Few and relatively small validation studies have been conducted in Western non-US populations, and none of them used a population-based cohort design. In the United Kingdom, the Gail model underestimated significantly breast cancer risk in 3,150 women attending a family history clinic [12]. In Italy, the Gail model showed good overall calibration but modest individual discrimination in 5,383 hysterectomized women enrolled in a breast cancer chemoprevention trial [13] and, more recently, in 10,031 female volunteers with high prevalence of risk factors who participated in the Florence cohort of the European Prospective Investigation into Cancer and Nutrition study [14].

The Gail model could be useful to predict the risk of developing invasive breast cancer in Spain, where all women aged 50–69 years are currently covered by population-based mammographic screening programs [15]. However, age-standardized breast cancer incidence rates in Spain (61 cases per 100,000 women in 2008) are substantially lower than those in the United States (76) and most countries in Northern (84), Western (90), and Southern Europe (69) [16]. Thus, to avoid a systematic overestimation of breast cancer risk among Spanish women, it may be necessary to recalibrate the Gail model for the different incidence rates of invasive breast cancer and prevalences of risk factors in the Spanish population. In this study, we evaluated the predictive accuracy of the Gail model in its original form and after recalibration in a large population-based cohort of women who participated in the Navarre Breast Cancer Screening Program (NBCSP), and compared its performance with that of a similar prediction model fully developed from this Spanish cohort.

Methods

Navarre Breast Cancer Screening Program

The NBCSP belongs to the European Breast Cancer Network and was the first population-based mammographic screening program implemented in Spain in September 1990. The initial target population covered all women aged 45–65 years residing in the northern Spanish province of Navarre, but this age range was extended to 69 years in 1998 (77,455 female inhabitants aged 45–69 years in 2001). The program achieved full coverage of the target population in 2 years, the period established as the screening interval. All performance indicators of the NBCSP during the period 1990–2004, including a participation rate for first invitation of 84 % and an adherence to successive invitations of 97 % [17], have consistently exceeded the reference levels set by European guidelines [18]. The population impact of the NBCSP on breast cancer incidence and mortality rates in Navarre has recently been reported [19, 20].

Study cohort, baseline assessment, and follow-up

A total of 62,909 women with no history of invasive or in situ breast cancer who resided in Navarre and were born between January 1, 1931 and December 31, 1952 were invited to participate in the fourth screening round of the fully consolidated NBCSP. Of these, 54,995 women agreed to participate and were mammographically screened between September 1996 and July 1998 (participation rate 87.4 %).

Baseline information on age at menarche, previous breast biopsy, number of births, age at first live birth, and number of first-degree relatives (mother or sisters) with breast cancer was obtained from structured questionnaires administered by trained interviewers in the fourth screening round. Most women who reported ever having a breast biopsy referred to tests performed outside the NBCSP, and hence we were unable to determine the precise number of previous breast biopsies.

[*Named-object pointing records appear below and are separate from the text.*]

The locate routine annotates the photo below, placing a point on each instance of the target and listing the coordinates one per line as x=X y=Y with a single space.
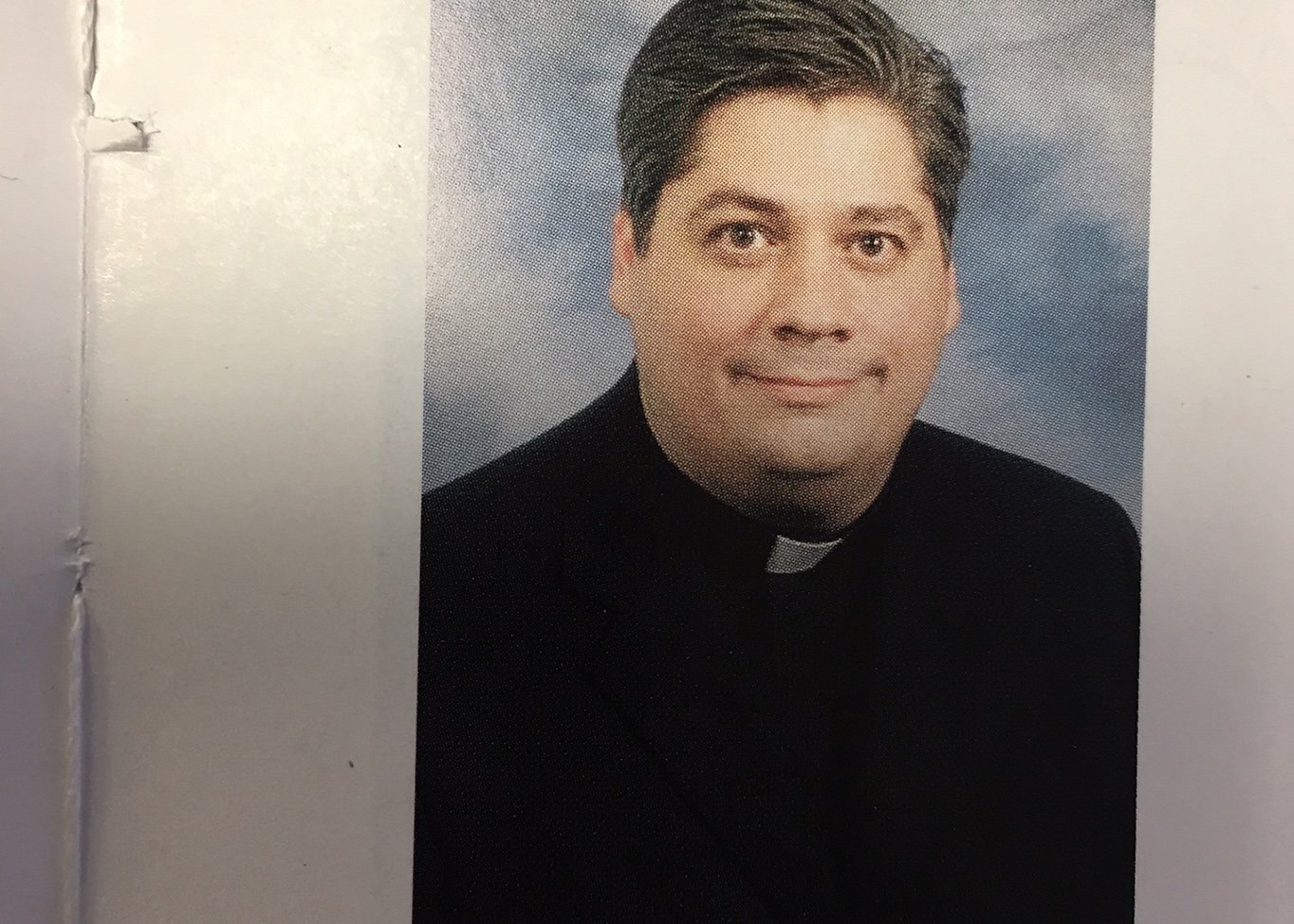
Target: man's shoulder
x=985 y=484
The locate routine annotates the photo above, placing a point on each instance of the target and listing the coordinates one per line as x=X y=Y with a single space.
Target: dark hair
x=704 y=52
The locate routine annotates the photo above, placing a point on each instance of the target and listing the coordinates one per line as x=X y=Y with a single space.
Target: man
x=742 y=640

Also, atypical hyperplasia was only ascertained in a small subset of women with biopsies performed within the NBCSP and, therefore, not considered in risk predictions.

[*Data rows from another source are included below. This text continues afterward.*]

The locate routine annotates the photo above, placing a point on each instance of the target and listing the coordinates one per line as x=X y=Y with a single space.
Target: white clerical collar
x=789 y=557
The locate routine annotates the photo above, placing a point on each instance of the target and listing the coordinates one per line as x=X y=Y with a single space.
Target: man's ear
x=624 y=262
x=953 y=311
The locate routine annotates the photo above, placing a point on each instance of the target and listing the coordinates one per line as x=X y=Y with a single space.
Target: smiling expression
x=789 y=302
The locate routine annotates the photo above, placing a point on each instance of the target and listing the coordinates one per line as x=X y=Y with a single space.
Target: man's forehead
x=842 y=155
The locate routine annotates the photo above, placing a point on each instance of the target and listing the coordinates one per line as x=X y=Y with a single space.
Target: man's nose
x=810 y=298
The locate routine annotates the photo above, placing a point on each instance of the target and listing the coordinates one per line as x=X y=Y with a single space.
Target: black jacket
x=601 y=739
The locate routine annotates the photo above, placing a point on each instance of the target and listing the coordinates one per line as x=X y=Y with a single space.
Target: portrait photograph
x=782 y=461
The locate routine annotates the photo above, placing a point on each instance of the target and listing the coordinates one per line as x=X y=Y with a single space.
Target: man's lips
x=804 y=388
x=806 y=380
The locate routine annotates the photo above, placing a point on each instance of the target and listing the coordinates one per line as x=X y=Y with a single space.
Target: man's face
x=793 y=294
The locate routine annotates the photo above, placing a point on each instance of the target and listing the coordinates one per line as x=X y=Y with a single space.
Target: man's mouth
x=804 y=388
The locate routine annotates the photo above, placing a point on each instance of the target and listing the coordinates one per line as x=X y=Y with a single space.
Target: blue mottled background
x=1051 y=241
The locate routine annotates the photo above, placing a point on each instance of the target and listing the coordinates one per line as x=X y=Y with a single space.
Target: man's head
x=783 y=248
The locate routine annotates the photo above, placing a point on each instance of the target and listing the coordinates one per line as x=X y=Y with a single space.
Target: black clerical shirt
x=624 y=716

For the present study, we excluded 168 women with prevalent breast cancer at their baseline mammographic examination in the fourth screening round, as well as 3 women who developed breast cancer and 35 women who died within 180 days from baseline. We also excluded 113 women lost to follow-up after baseline examination and 27 women with missing baseline information on the required risk factors. Thus, the starting cohort consisted of 54,649 women aged 45–68 years who were followed for the period beginning 180 days after the 1996–1998 baseline examination through December 31, 2005. Breast cancer cases were ascertained through linkage with the population-based Navarre Cancer Registry [21], which records all incident cases of invasive or in situ breast cancer diagnosed since 1973 in women residing in Navarre. Case ascertainment during follow-up was likely to be complete, since the registry searched all relevant case sources in addition to the NBCSP, with 99 % of breast cancer cases histologically verified and 0.8 % registered solely on the basis of death certificates in 1998–2002 [22]. Deaths from other causes were identified through the Navarre Mortality Registry, which includes all deaths registered in Spain among residents in Navarre. The municipal register of inhabitants and the regional health system were consulted to confirm that disease-free women were still living in Navarre at the end of follow-up. Only 292 women were lost to follow-up and censored at the time of their last visit to the NBCSP, while the remaining women were followed disease free through December 31, 2005.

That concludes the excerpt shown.